CapitaCommercial Trust announced the issuance of 838,000 new units following the cancellation of bonds.

Office landlord CapitaCommercial Trust (CCT)(SGX:C61U) has posted a distribution per unit (DPU) of 1.96 cents for the financial quarter ended 31 March 2013 (1Q 2013) as it announces optimism regarding Singapore's limited office supply in the CBD.

CCT's DPU for the quarter represents a climb of 3.2 percent as compared to the DPU of 1.90 cents reported in 1Q 2012. Based on CCT’s closing price per unit of S$1.705 on 18 April 2013, CCT’s distribution yield stands at 4.7 percent.

CapitaCommercial Trust remains optimistic that Singapore's office supply in the CBD will continue to be limited. 

CCT’s 1Q 2013 distributable income of S$55.7 million is 3.3 percent higher than the S$53.9 million achieved in 1Q 2012. This comes on the back of higher gross revenue grew which grew by 9.7 percent from 1Q 2012 mainly due to a full quarter contribution from Twenty Anson acquired in March 2012 and HSBC Building’s higher rent which started from end-April 2012. Net property income in 1Q 2013 saw a 7.1 percent rise due to higher revenue offset by higher property tax and operating expenses.

Besdies higher revenues from rental, an increase of interest income from shareholder’s loan and lower interest expenses also contributed to the higher distributable income numbers.

Mr Kee Teck Koon, Chairman of the Manager, said, “CCT’s office portfolio is well positioned to benefit from positive rent reversions given that the average rent of leases expiring in the rest of 2013 is lower than the average monthly office market rent as at 1Q 2013. The ongoing asset enhancement works at Six Battery Road and Raffles City Tower are scheduled for completion by end-2013 and 2Q 2014 respectively. The development of CapitaGreen is on track to be completed by the fourth quarter of 2014. Together with our active leasing efforts, these asset enhancement initiatives and the future rental income from CapitaGreen will underpin the growth of the Trust for the long term.”

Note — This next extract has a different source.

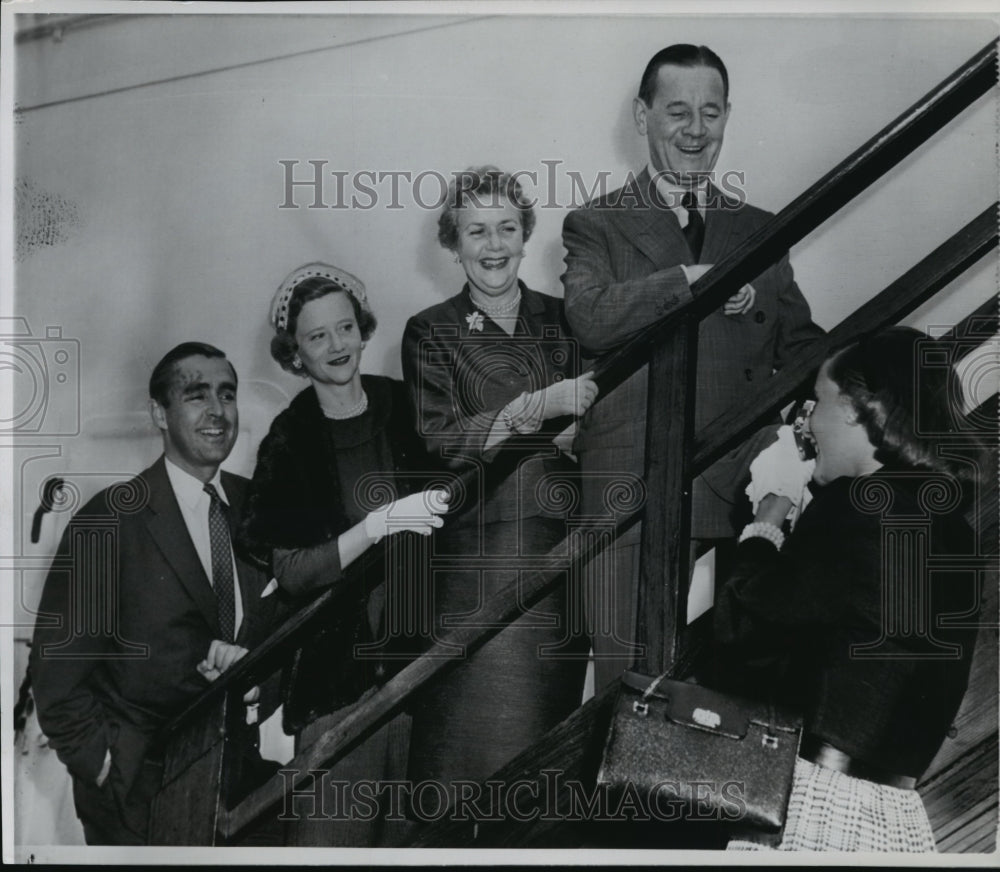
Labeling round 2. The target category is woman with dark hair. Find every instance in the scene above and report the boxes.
[714,328,981,851]
[241,263,447,846]
[402,166,597,783]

Mr Kee added, “With a total asset value of approximately S$7 billion, CCT has a strong balance sheet given the low gearing at 30.4 percent, and 78 percent of the debt being fixed rate borrowings. The 69 percent of assets being unsecured also affords CCT greater flexibility in capital management.”

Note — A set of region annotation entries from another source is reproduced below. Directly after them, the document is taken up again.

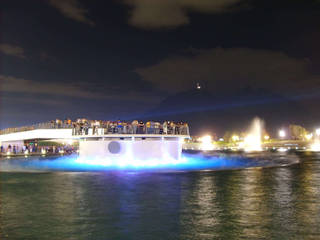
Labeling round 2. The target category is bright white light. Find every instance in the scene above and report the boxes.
[306,133,313,141]
[310,139,320,152]
[278,148,288,152]
[201,135,214,151]
[232,135,239,142]
[243,134,262,152]
[75,158,187,168]
[41,148,47,155]
[66,139,73,145]
[279,129,286,138]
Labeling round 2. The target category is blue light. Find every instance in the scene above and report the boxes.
[0,154,299,172]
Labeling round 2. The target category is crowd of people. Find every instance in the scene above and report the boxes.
[72,119,189,135]
[0,119,189,135]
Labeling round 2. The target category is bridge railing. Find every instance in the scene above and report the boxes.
[0,122,72,135]
[0,121,189,136]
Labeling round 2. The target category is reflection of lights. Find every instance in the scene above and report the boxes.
[201,135,214,151]
[41,148,47,155]
[232,135,240,142]
[75,158,187,168]
[306,133,313,141]
[278,148,288,152]
[243,134,262,152]
[310,140,320,152]
[279,130,286,138]
[67,139,73,145]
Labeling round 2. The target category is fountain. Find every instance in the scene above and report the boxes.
[243,117,263,152]
[310,137,320,152]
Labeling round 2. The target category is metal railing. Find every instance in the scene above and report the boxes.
[0,121,189,135]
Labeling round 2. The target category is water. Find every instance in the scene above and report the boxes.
[0,154,320,240]
[243,117,264,152]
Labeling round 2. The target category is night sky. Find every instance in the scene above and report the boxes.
[0,0,320,134]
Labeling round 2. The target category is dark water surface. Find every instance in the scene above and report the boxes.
[0,154,320,240]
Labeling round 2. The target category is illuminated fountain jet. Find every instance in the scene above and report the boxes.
[242,118,263,152]
[310,128,320,152]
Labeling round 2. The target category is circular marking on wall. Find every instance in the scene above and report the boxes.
[108,141,121,154]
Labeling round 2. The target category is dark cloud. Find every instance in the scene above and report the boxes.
[49,0,95,26]
[125,0,246,29]
[0,43,25,58]
[136,48,320,92]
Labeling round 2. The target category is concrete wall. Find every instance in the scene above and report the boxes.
[79,138,182,160]
[0,129,72,142]
[0,141,24,152]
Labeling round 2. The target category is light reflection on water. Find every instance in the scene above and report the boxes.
[0,154,299,172]
[0,153,320,240]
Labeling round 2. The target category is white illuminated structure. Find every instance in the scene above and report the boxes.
[279,129,286,138]
[200,136,214,151]
[0,128,190,160]
[79,134,189,160]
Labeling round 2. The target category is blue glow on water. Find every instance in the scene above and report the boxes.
[0,154,295,171]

Ms Lynette Leong, Chief Executive Officer of the Manager, said, “CCT’s portfolio occupancy is resilient at 95.3 percent compared to the market average occupancy of 93.2 percent for Core CBD as at the end of 1Q 2013. CCT’s properties also registered positive rent reversions; as a result, CCT’s average monthly portfolio office rent continued to increase from S$7.64 per square feet in 4Q 2012 to S$7.83 per square feet in 1Q 2013.”

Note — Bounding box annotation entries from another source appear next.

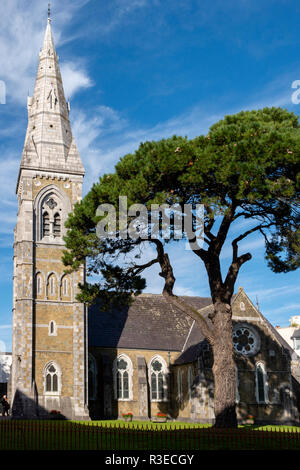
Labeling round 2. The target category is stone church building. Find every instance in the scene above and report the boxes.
[8,19,299,422]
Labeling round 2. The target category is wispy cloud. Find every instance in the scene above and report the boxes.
[0,0,89,104]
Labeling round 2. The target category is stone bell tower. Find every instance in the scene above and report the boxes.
[10,14,88,419]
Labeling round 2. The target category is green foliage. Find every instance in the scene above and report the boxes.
[64,108,300,302]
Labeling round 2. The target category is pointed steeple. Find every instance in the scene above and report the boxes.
[21,11,84,182]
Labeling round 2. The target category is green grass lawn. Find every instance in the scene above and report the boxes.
[0,419,300,451]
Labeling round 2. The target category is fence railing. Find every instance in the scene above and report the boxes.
[0,419,300,450]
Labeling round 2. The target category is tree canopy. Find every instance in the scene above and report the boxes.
[64,108,300,425]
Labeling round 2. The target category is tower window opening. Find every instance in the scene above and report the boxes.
[43,212,50,237]
[46,364,58,392]
[53,214,61,237]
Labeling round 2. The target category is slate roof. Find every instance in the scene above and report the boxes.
[88,294,295,364]
[88,294,211,351]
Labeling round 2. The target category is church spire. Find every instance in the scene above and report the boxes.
[20,10,84,189]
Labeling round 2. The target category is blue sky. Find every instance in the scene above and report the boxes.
[0,0,300,351]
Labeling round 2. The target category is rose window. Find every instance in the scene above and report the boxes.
[232,325,259,356]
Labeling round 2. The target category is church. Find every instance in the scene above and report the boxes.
[8,18,299,423]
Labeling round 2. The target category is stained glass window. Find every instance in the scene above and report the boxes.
[150,359,165,400]
[46,364,58,392]
[117,358,130,400]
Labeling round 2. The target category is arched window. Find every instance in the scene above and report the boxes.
[42,212,50,237]
[89,354,97,400]
[149,356,167,401]
[177,370,183,403]
[34,182,72,244]
[49,320,57,336]
[114,354,133,400]
[255,362,268,403]
[36,273,43,295]
[62,277,69,297]
[53,212,61,237]
[44,362,60,395]
[235,366,240,404]
[48,274,56,296]
[188,366,194,400]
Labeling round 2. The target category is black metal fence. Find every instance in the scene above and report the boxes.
[0,419,300,450]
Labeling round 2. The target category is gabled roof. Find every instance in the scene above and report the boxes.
[88,289,295,365]
[88,294,211,351]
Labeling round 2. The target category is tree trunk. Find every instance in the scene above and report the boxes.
[212,303,237,428]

CapitaGreen, CCT's Grade A office tower that is currently under development, is expected to be the only new office supply completing in 2014 in the CBD. Active pre-marketing to select prospective tenants has commenced. The upgrading of Six Battery Road is on track to be completed by end of this year and the upgraded office space is able to command premium rental rates. The upgrading of Raffles City Tower has also made good progress and tenants will enjoy a refreshed working environment.

These developments are expected rejuvenate CCT’s property portfolio. However, CCT’s performance in the later half of 2013 will be affected by One George Street, the yield protection for which will expire on 10 July 2013. To minimise this impact, CCT has stated that it will continue its proactive portfolio management to increase overall occupancy rates and generate higher property income.

By Ridzwan Rahmat

Ridzwan has been analysing REITs and business trusts since 2008, and personally manages a portfolio comprising mainly of SGX-listed REITs. He founded REITsWeek in 2013.